Mild encephalitis/encephalopathy with a reversible splenial lesion in children.

作者信息

Liptai Zoltán, Ivády Balázs, Barsi Péter, Várallyay György, Rudas Gábor, Fogarasi András

机构信息

Department of Paediatrics, Szent László Hospital, Budapest.

出版信息

Ideggyogy Sz. 2013 Jan 30;66(1-2):67-71.

Abstract

Authors, most of them Japanese, have recently published an increasing number of articles on mild encephalitis/encephalopathy with a reversible splenial lesion. We report on two new white European patients and compare published data with our own observations. A 15-year-old girl developed headache, fever, dizziness, vomiting and nuchal rigidity over four days. CSF showed elevated protein and cell count, with the lowest serum Na being 131 mmol/L. MRI on day seven was normal, but she remained febrile, had cerebral edema and episodes of confusion. MRI on day 11 showed a small T2-hyperintense lesion with restricted diffusion in the callosal splenium. Adenoviral infection was proved, and the girl underwent a protracted course of recovery. MRI signal changes improved in six days and disappeared after four months. A 12.5-year-old girl developed headache, lethargy, drowsiness and vomiting. On day five she experienced right-sided numbness, weakness and inability to speak which lasted 12 hours. She was confused and disoriented. MRI disclosed a tiny area of increased T2-signal and restricted diffusion in the splenium. Serum Na was 133 mmol/L, CSF cell count and protein was markedly elevated, and enteroviral infection was detected. Echocardiography showed no changes predisposing to clot formation and no thrombophilia was found. Her symptoms resolved in a week and MRI was normal two months later.
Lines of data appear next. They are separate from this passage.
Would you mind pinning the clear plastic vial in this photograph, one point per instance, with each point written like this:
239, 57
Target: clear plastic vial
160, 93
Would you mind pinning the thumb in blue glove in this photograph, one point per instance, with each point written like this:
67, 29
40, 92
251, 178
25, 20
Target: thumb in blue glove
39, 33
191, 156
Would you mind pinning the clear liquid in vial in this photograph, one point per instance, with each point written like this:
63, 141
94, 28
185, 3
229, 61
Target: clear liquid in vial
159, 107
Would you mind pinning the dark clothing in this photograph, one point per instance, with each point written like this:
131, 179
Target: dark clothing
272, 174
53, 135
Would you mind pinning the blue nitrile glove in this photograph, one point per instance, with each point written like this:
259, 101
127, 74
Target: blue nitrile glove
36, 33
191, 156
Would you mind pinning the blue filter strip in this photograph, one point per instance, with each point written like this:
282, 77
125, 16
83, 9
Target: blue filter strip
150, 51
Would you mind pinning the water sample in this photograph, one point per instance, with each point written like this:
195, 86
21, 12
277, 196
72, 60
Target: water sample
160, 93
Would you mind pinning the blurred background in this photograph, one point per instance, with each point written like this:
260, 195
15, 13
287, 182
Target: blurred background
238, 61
These two non-epileptic children increase the small number of white European patients with MERS reported so far. Both had hyponatremia and encephalitis and patient 2 had transient ischemic attack, possibly due to the cerebral edema also resulting in the splenial lesion.

摘要

作者大多为日本人,近期发表了越来越多关于伴有可逆性胼胝体压部病变的轻度脑炎/脑病的文章。我们报告两例新的白种欧洲患者,并将已发表的数据与我们自己的观察结果进行比较。一名15岁女孩在四天内出现头痛、发热、头晕、呕吐和颈部强直。脑脊液显示蛋白和细胞计数升高,血清钠最低为131 mmol/L。第7天的MRI检查正常,但她仍发热,有脑水肿和意识模糊发作。第11天的MRI显示胼胝体压部有一个小的T2高信号病变,弥散受限。证实为腺病毒感染,该女孩经历了漫长的康复过程。MRI信号变化在6天内改善,4个月后消失。一名12.5岁女孩出现头痛、嗜睡、昏睡和呕吐。第5天,她出现右侧麻木、无力和失语,持续12小时。她神志不清、定向障碍。MRI显示胼胝体压部有一个微小的T2信号增强和弥散受限区域。血清钠为133 mmol/L,脑脊液细胞计数和蛋白明显升高,检测到肠道病毒感染。超声心动图显示无易导致血栓形成的改变,未发现血栓形成倾向。她的症状在一周内缓解,两个月后MRI检查正常。这两名非癫痫儿童增加了迄今为止报道的白种欧洲MERS患者的少数病例。两人均有低钠血症和脑炎,患者2有短暂性脑缺血发作,可能是由于脑水肿也导致了胼胝体压部病变。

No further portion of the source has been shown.